The fact that I log all my bike rides on the website “Strava” just adds to this compelling evidence because I’m in the habit of adding “ride titles” which keep a record of what I was doing, with whom and where (I’ll pause for a moment for you to digest this geekiness…) With hindsight these past October Titles now seem to read like great big flashing MS warning lights: “Felt strangely lethargic on the bike today”; “Couldn’t get much power today, legs felt numb”; “Felt tired on the bike despite 12 hours sleep”; “Felt awful today, went straight home to bed”; and, what now seems like an MS classic, “Not sure what was going on today, felt as though I was losing feeling in my legs”.

Now I know that I have MS I’ve tried to work out why Octobers have been so bad. February/March are exactly the same. The pattern then seems to be that I am in relatively good health through the summer. I think I need a team of experts to look at this and unravel the clues – there seems as if there could be all sorts of reasons: from pure coincidence or psychosomatic winter-based depression; to vitamin d levels (which come from sunlight); or the simple prevalence of a new season’s minor bugs and colds which seem to hit me with such exaggeration.

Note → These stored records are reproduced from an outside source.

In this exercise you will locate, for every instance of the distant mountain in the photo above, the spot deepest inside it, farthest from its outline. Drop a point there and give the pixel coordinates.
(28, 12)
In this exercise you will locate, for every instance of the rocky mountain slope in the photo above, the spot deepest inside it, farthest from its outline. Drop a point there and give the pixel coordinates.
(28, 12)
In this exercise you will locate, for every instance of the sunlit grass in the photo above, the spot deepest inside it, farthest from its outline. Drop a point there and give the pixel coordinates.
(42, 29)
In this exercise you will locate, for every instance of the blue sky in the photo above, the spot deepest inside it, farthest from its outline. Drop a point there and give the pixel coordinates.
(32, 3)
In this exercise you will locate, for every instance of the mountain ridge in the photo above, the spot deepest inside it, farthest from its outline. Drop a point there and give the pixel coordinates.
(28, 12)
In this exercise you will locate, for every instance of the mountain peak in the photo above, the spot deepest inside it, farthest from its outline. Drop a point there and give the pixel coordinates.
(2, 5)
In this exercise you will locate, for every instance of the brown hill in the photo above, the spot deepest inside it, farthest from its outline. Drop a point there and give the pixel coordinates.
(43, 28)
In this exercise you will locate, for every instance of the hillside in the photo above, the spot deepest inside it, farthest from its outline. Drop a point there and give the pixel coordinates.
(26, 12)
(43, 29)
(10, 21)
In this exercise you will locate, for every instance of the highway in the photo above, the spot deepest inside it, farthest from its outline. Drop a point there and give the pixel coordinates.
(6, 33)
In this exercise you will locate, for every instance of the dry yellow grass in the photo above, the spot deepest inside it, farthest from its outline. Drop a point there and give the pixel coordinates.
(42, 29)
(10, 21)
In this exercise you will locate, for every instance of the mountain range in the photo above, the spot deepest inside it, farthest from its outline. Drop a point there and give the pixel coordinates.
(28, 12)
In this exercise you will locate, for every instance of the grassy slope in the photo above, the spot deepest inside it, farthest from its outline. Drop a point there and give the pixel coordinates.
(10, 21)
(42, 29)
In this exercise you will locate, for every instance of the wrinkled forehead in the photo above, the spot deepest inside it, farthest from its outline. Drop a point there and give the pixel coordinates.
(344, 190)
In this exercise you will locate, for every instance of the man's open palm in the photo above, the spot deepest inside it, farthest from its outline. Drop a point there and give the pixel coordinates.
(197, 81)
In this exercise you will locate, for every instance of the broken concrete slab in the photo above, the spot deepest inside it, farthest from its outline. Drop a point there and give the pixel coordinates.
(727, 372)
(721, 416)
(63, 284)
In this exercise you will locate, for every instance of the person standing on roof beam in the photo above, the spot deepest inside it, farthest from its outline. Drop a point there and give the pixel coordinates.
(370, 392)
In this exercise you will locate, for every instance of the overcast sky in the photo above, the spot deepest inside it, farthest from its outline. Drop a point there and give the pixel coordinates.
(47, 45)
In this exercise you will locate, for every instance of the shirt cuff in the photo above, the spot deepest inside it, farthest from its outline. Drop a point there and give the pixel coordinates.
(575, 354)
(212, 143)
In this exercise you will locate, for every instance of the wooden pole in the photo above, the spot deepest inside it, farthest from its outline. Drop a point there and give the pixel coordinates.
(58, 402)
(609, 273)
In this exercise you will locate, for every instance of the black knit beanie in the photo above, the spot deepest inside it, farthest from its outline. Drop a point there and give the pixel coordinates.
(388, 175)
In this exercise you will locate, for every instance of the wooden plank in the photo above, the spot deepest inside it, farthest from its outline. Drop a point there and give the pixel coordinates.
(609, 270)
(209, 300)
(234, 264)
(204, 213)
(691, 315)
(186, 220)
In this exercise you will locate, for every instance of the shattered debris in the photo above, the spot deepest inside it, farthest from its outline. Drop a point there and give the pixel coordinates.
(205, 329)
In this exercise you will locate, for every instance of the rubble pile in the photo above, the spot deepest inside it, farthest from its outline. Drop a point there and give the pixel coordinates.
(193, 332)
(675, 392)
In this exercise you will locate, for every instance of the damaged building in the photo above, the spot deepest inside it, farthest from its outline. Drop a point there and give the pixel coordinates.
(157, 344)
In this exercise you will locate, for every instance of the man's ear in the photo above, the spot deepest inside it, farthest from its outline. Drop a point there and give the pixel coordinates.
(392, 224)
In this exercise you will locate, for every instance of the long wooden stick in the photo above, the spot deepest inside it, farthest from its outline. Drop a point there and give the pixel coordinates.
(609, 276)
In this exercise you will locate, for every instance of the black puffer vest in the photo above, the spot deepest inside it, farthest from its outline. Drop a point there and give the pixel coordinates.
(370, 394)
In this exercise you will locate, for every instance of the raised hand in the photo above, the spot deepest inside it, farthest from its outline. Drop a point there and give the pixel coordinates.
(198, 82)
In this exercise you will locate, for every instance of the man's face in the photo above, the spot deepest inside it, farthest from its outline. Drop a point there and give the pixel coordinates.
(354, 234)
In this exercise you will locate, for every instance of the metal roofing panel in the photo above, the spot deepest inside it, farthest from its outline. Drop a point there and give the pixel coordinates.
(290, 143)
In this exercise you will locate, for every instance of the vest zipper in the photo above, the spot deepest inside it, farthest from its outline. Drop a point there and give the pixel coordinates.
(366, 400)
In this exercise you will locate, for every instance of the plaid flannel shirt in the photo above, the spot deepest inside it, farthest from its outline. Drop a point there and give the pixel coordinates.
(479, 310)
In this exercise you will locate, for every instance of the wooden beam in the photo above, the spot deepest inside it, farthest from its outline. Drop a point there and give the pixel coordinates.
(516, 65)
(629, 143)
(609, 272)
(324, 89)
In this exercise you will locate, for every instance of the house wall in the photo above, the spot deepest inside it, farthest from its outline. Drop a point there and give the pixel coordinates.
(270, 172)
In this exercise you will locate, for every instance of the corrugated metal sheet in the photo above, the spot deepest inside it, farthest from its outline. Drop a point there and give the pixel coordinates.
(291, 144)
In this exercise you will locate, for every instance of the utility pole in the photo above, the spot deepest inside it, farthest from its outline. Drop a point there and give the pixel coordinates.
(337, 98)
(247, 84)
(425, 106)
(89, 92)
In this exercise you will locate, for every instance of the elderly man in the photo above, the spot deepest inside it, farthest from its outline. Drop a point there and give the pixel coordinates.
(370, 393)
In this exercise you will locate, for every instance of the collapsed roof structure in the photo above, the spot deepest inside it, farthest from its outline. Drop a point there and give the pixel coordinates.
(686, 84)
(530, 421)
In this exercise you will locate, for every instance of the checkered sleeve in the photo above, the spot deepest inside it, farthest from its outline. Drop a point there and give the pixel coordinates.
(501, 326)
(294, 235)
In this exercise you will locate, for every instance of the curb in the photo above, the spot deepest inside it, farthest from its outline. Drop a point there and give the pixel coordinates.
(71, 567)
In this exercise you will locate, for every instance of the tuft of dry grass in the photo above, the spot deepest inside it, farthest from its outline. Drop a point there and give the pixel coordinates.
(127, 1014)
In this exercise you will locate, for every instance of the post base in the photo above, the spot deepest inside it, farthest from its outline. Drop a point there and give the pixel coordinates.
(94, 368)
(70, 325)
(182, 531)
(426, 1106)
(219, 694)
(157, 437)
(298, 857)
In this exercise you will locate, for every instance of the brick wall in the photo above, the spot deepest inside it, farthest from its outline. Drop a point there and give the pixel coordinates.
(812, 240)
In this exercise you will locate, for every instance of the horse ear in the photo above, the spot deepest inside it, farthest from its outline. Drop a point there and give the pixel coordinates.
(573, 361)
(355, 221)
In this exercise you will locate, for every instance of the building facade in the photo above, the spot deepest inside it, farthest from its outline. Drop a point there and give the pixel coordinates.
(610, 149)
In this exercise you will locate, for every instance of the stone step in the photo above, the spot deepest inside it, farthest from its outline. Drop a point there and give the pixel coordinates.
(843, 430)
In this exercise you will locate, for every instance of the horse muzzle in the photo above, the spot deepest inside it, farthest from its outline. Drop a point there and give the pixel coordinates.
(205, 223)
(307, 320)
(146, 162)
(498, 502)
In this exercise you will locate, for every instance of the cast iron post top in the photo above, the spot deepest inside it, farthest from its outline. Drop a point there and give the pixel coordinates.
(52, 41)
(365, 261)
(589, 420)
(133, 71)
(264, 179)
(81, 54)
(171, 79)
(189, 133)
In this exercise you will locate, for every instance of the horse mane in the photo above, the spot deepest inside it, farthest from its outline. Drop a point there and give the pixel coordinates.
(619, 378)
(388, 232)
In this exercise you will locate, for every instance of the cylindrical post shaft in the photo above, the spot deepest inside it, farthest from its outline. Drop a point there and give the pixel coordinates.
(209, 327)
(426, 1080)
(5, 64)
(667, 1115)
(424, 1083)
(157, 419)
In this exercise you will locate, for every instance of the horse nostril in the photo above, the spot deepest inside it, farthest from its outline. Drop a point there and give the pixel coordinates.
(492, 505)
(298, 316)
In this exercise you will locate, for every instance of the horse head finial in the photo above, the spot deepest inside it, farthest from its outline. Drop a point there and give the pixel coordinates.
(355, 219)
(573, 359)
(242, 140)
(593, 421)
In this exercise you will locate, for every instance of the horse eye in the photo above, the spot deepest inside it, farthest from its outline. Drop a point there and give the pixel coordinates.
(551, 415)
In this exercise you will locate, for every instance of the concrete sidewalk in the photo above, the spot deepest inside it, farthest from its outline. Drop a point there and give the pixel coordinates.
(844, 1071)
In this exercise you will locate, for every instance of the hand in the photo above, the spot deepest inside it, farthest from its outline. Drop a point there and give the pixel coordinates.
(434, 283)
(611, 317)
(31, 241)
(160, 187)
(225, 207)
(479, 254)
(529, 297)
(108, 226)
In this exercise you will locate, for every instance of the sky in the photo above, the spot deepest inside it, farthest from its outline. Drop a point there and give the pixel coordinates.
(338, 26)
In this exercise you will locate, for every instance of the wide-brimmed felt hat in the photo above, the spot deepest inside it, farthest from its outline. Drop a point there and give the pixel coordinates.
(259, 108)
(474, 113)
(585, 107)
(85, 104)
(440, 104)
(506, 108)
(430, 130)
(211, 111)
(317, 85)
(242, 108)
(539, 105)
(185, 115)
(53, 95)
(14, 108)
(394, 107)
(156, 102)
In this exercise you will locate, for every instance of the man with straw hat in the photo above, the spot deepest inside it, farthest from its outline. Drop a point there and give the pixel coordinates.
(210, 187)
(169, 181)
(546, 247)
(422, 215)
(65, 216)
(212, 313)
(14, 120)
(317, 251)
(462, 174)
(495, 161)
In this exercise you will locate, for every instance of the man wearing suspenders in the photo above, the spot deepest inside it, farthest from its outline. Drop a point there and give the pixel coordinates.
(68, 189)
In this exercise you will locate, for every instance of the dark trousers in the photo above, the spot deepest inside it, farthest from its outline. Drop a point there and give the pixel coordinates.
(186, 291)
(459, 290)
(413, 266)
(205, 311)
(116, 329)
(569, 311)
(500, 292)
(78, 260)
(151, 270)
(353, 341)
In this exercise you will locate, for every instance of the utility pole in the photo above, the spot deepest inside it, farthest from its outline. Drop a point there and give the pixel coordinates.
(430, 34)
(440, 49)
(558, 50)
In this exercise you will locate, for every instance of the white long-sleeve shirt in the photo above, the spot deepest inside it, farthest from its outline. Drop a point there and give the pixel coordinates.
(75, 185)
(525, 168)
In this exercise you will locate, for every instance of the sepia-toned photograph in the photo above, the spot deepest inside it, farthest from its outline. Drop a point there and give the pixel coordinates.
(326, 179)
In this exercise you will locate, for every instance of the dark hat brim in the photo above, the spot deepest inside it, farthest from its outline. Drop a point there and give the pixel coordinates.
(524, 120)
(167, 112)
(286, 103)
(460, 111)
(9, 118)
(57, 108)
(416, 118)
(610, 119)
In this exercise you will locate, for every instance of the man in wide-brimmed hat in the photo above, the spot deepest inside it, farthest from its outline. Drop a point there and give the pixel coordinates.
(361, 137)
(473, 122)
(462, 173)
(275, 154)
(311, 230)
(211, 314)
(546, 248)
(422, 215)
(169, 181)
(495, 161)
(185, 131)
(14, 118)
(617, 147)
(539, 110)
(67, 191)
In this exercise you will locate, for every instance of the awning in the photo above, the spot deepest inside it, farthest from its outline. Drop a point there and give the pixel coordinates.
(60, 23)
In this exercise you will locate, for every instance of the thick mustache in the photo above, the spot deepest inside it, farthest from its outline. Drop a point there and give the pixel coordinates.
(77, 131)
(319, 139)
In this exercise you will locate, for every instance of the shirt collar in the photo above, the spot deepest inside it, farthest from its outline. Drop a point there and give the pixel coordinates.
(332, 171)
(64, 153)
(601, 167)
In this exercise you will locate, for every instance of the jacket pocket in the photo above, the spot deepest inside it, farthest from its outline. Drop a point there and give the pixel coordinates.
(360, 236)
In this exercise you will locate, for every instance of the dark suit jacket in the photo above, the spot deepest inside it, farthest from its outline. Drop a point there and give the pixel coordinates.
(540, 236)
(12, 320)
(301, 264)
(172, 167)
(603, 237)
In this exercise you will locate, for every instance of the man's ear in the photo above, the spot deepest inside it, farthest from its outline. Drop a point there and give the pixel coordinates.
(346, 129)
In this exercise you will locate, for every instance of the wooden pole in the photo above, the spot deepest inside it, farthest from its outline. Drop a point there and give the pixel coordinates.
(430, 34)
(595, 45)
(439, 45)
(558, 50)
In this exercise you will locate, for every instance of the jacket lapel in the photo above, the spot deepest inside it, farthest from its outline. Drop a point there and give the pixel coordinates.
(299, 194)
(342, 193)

With disappointing predictability, this last week saw my eldest son ill in bed with a fever and a heavy cold. My youngest was up all last night with his own terrible cough. And this weekend was the “West DC Hill Climb Weekend”: four hill climb races over the 2 days. I entered them all weeks ago. Predictably I woke up myself on Saturday morning feeling crap. I’d had what can only be described as remarkable “night sweats”, and felt dizzy with the sniffles and itches of an impending bug. Just as night follows day, I then registered 2 pretty slow times one after the other. Slower than my already modest times of last year.

Then on Sunday morning I woke up feeling great. I felt like an embarrassed hypochondriac after my concerns of the previous day, but then registered another 2 slow times for the day’s events…. <remember not to let MS become an excuse.>

Yep… welcome to October.

My chemotherapy treatment is due to start in 3 weeks. I need to remember that, some days, I should be happy to be at the start-line, still smiling, still riding. Who cares how fast you go.